California defines a “security” to include an “evidence of indebtedness” in Section 25019. Thus, when someone borrows money, they may be offering and selling a security in the form of an “evidence of indebtedness”. I say “may” because “[d]espite their inclusion in the statutory definition, not every note or evidence of indebtedness constitutes a security under the Corporate Securities Law of 1968.” People v. Wind River Mining Project, 219 Cal. App. 3d 1390, 1399 (1980).
For purposes of California’s qualification requirement, borrowers in many cases need not engage in a lengthy analysis of whether their evidence of indebtedness is a security because Corporations Code Section 25102(e) exempts “[a]ny offer or sale of any evidence of indebtedness, whether secured or unsecured, and any guarantee thereof, in a transaction not involving any public offering.” The statute refers to “evidences of indebtedness” rather than notes because the Department of Corporations had taken the position that an exemption under prior law for promissory notes did not extend to bonds or debentures.

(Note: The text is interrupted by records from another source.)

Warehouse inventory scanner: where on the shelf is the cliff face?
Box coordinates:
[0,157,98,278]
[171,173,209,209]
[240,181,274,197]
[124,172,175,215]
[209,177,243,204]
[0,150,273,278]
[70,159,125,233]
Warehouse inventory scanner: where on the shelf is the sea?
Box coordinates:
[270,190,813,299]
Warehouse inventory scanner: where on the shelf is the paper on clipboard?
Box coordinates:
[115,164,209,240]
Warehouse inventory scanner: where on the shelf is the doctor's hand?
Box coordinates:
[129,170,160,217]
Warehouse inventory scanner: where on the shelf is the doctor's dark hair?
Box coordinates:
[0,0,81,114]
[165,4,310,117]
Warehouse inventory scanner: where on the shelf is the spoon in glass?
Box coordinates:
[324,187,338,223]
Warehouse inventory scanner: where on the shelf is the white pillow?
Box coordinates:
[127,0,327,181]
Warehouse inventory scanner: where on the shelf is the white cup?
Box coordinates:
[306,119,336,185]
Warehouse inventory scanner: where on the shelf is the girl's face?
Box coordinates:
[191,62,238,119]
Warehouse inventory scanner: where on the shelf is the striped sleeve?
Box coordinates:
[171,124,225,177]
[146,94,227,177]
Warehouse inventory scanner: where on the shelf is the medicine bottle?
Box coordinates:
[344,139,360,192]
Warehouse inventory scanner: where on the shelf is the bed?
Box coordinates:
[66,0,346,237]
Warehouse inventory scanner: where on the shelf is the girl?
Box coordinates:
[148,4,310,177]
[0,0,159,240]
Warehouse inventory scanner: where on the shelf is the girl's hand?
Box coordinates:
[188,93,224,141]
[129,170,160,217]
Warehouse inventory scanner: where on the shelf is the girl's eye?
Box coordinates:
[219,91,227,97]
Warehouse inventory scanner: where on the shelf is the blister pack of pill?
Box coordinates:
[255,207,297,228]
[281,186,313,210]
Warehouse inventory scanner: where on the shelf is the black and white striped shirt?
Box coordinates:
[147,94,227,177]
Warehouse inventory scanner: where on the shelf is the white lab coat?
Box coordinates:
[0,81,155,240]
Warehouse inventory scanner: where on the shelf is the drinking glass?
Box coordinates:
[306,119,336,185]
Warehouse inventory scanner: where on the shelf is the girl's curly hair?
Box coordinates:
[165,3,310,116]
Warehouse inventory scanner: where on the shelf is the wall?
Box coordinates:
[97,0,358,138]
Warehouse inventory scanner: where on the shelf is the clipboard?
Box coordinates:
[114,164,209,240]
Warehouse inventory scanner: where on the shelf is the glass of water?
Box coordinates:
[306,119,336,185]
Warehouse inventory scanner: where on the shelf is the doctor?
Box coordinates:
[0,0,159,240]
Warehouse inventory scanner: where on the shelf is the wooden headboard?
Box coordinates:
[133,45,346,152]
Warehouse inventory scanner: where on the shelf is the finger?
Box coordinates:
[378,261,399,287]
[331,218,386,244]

Note that Section 25102(e) is only an exemption from the qualification requirements in Section 25110 for issuer transactions. It is not an exemption from the qualification requirements of Section 25120 or Section 25130. For example, someone proposing to resell an evidence of indebtedness will need to qualify the resale or identify an exemption from qualification.
Now, two state senators are proposing to amend Section 25102(e) to require the Commissioner of Corporations to adopt a rule that requires the issuer (i.e., borrower) to file a notice of transaction. SB 978 (Vargas & Price). An earlier version of this bill would have made this exemption and the limited offering exemption in Section 25102(f) unavailable to those that failed to file timely notices of exemption. See “Punitive Bill Proposes Giant Step Backwards on Capital Formation“. Fortunately, both provisions no longer withhold the exemption from late filers.
According to the consultant’s report for the Senate Banking and Financial Institutions Committee hearing tomorrow, SB 978 is directed at “hard money lending”. The report defines “hard money lending” as “the lending of money by private individuals and small pension plans to other private individuals and/or businesses.” The reason given for imposing a notice requirement is “without a filing requirement, DOC has no idea how many persons are operating under 25102(e), nor does it have any knowledge of their identities, nor the purposes for which they are seeking to raise funds.”
This bill casts the net far to widely. The proposed notice requirement isn’t limited to just hard money lenders, however they may be defined. All types of borrowers would be ensnared in this requirement. Because the determination of whether an “evidence of indebtedness” is a security is far from an exact sciences, some borrowers will be inclined to file prophylactically with the result that even more will become entangled.
According to the committee’s consultant, Senators Vargas and Price do not expect to propose any amendments to SB 978 before tomorrow’s hearing before Senate Banking and Financial Institutions Committee (which happens to be chaired by Senator Vargas). However, the bill has also been referred to the Senate Business, Professions and Economic Development Committee (which happens to be chaired by Senator Price). The consultant reports that the two authors are in discussions with the California Mortgage Association and Department of Corporations and expect to propose technical and clarifying amendments to the bill before it is heard by the Senate Business, Professions and Economic Development Committee.